Compare two data sets and updated the table sas

I am trying to create a report by comparing 2 sas datasets with SAME variable name but different values due to different extraction dates

----Goal: to highlight differences : New, Deleted, Updated and find out which record is different.

---The challenge is :

1.There are lots of variables about 20-30 in each ds to be compared ;

2. Variables are mixed with numerical var. and character including dates.

3. Need to highlight different colors in excel file per the difference

4. used many arrays and %let variables to identify old, new and flags

---Steps I used but very prone to mistake:

*1.Rename old datasets variables for comparing with new datasets by suffix old_ for comparation purpose; EG. TEST TO OLD_TEST
*2.Convert all selected Numeric variables to Character variables by adding suffix c_ . So I may use one set of array for all same type of variables.

EG. DATE TO C_DATE
*3. Drop original numerical variables and keep all c_: .

Otherwise the values will not be able to overwrite.

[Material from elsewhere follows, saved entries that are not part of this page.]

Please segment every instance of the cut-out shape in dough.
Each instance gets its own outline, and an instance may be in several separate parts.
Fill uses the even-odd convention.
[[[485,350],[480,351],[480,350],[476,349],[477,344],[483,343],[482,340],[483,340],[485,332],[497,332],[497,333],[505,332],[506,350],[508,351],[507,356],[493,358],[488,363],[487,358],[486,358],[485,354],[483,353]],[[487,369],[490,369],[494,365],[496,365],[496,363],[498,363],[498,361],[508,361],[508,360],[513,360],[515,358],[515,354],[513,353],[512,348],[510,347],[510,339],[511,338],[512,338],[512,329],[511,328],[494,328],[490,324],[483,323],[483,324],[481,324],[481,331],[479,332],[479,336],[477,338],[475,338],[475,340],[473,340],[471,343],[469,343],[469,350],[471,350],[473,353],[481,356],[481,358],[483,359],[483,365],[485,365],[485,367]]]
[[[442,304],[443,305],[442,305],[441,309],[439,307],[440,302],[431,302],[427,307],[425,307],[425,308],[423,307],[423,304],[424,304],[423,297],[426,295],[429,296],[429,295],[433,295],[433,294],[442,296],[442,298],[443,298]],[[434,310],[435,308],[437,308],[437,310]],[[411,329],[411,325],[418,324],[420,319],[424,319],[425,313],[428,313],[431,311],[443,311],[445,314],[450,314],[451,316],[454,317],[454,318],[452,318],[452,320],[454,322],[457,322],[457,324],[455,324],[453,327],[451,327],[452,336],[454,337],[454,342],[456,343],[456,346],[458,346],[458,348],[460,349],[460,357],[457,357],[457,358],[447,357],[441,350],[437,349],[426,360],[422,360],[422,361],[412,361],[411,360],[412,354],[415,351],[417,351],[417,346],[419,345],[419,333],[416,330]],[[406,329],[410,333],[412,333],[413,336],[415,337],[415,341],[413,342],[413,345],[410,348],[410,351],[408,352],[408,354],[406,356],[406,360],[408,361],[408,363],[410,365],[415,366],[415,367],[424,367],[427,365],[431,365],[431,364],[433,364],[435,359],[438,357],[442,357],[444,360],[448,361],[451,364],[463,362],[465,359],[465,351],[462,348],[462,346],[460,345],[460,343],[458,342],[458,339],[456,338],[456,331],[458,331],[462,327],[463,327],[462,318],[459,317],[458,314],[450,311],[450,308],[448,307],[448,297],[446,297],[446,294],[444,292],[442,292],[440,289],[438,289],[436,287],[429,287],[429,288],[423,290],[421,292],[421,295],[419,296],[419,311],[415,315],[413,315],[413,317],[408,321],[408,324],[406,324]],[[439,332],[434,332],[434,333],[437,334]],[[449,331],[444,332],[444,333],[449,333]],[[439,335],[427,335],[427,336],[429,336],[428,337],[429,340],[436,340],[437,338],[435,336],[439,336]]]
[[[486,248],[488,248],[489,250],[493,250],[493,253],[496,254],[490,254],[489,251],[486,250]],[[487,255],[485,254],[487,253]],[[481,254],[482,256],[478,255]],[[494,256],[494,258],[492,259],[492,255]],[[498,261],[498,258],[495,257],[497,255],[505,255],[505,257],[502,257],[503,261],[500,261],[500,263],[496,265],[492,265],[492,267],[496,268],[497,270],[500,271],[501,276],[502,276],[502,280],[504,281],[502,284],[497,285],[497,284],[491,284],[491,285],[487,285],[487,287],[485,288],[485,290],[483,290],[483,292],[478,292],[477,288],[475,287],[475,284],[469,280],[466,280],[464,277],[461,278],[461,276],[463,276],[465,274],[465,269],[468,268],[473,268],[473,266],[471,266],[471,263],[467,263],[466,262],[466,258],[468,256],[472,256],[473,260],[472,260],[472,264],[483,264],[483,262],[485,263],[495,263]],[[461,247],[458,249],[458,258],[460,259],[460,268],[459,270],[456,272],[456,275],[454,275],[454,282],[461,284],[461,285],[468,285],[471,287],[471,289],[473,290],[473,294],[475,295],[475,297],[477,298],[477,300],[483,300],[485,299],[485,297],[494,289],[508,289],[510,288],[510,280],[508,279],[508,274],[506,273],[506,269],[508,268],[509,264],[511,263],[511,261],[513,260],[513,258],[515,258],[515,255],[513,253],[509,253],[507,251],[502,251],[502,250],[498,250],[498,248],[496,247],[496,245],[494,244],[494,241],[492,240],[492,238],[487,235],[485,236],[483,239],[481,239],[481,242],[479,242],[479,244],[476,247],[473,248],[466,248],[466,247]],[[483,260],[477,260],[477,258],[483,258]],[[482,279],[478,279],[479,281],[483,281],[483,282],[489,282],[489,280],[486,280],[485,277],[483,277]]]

DROP DATE;

*4. Rename again variables with suffix c_: Back to old & new data original names for merge and compare in data step;

EG: RENAME C_DATE =DATE

Does any one have any code sample which might use proc content level to work on this ?

4 REPLIES 4 Super User Re: How to find the updates/changes between 2 datasets with different extraction date Posted 01-26-2022 05:32 PM (1939 views) | In reply to purpleclothlady

You are going to have a hard time dealing with two data sets with the same name. Unless dealing with generation sets you only have one SAS data set of a given name in a library.

If you mean to different data sets then sort them using identification variables other than those you know to change so the order should be identical.

Use Proc compare. It will compare every value of all the variables and report on differences. There are multiple choices for output data sets and contents. I am not quite sure what you want.

If one data set may have a different number of records us a BY statement with the By variables used for sorting.

I suggest the sort and run Proc Compare with the defaults to see the output. The basic syntax is extremely simple:

Proc Compare base=thisdatasetname compare=thatdatasetname; run;

If variables are of different types with the same name you won't get a value comparison. There is a header section that describes differences in the data sets, like/unlike named variables, number of observations, variables with same name but different type, different properties such as Label or Format for the same name variables.

"Different colors in Excel" is a report function and will depend on what your rules are.